A 28 year-old man, while on aversion therapy for alcohol abuse with disulfiram, consumed an alcoholic beverage and developed a sudden onset of difficulty in speaking. Neurologically, he demonstrated global aphasia and right homonymous hemianopia. Right hemiparesis was conspicuously absent. He had transient atrial fibrillation, but no structural cardiac lesions or other vascular/thrombophilic risk factors. Cranial magnetic resonance imaging (MRI) [Figure 1A] demonstrated recent infarction involving the perisylvian language areas with haemorrhagic transformation in the basal ganglia [Figure 1B] in the distribution of the left middle cerebral artery. The ischaemic infarction spared the motor cortex [Figure 1C], the adjacent subcortical area and the posterior limb of the internal capsule. A magnetic resonance angiogram of the cerebral arteries [Figure 1D] did not reveal any major vessel occlusion. In view of the large infarct and mild haemorrhagic transformation, he was treated with low dose aspirin only. Subsequent cardiac monitoring did not disclose any persistent atrial fibrillation or other arrhythmia. At follow-up, he made a good recovery with significant improvement in auditory comprehension and verbal expression.
Figures 1A to D:
Brain magnetic resonance imaging (T2 weighted image) [1A and C] and susceptibility weighted image [B] demonstrating recent ischaemic infarction (bright signal) with sparing of motor cortex [C] in the left fronto-parieto-temporal region along with haemorrhagic conversion (dark signal) in the basal ganglia [B]. The infarction spares the left motor cortex. Note that there is no significant occlusion of the proximal portion of the left middle cerebral artery in magnetic resonance angiography (time of flight sequence, [D]).

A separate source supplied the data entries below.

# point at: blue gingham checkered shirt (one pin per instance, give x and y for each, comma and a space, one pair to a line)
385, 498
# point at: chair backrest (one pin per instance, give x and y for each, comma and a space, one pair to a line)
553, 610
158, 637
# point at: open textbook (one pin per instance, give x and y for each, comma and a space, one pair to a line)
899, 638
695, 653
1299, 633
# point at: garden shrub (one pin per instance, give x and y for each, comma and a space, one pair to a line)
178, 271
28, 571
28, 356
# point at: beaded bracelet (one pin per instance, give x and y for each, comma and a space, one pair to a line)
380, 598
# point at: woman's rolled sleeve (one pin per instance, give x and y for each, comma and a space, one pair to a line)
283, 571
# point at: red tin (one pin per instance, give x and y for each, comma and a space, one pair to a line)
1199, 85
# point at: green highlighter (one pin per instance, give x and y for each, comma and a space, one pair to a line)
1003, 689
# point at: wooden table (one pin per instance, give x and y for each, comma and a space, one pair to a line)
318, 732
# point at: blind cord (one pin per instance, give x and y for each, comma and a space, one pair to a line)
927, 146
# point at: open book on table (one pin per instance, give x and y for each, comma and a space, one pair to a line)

Hemiparesis typically accompanies global aphasia. There are only rare cases of global aphasia without hemiparesis and the language outcome is quite variable at follow-up.1–3 In our patient, the lesion distribution in the perisylvian language areas with sparing of the motor cortex and posterior limb of internal capsule accounted for this unusual syndrome of global aphasia without hemiparesis. The most common aetiology of the syndrome is embolic infarction.1–3 Disulfiram-alcohol interaction has been associated with cardiac events.4,5 In our patient, this interaction resulted in transient cardiac arrhythmia (atrial fibrillation) and subsequent embolic infarction. To the best of my knowledge, this is the first report of stroke in the unusual setting of disulfiram-alcohol interaction. Caution should be exercised while prescribing drugs that would elicit disulfiram-like reaction in subjects who lack strong motivation for alcohol de-addiction.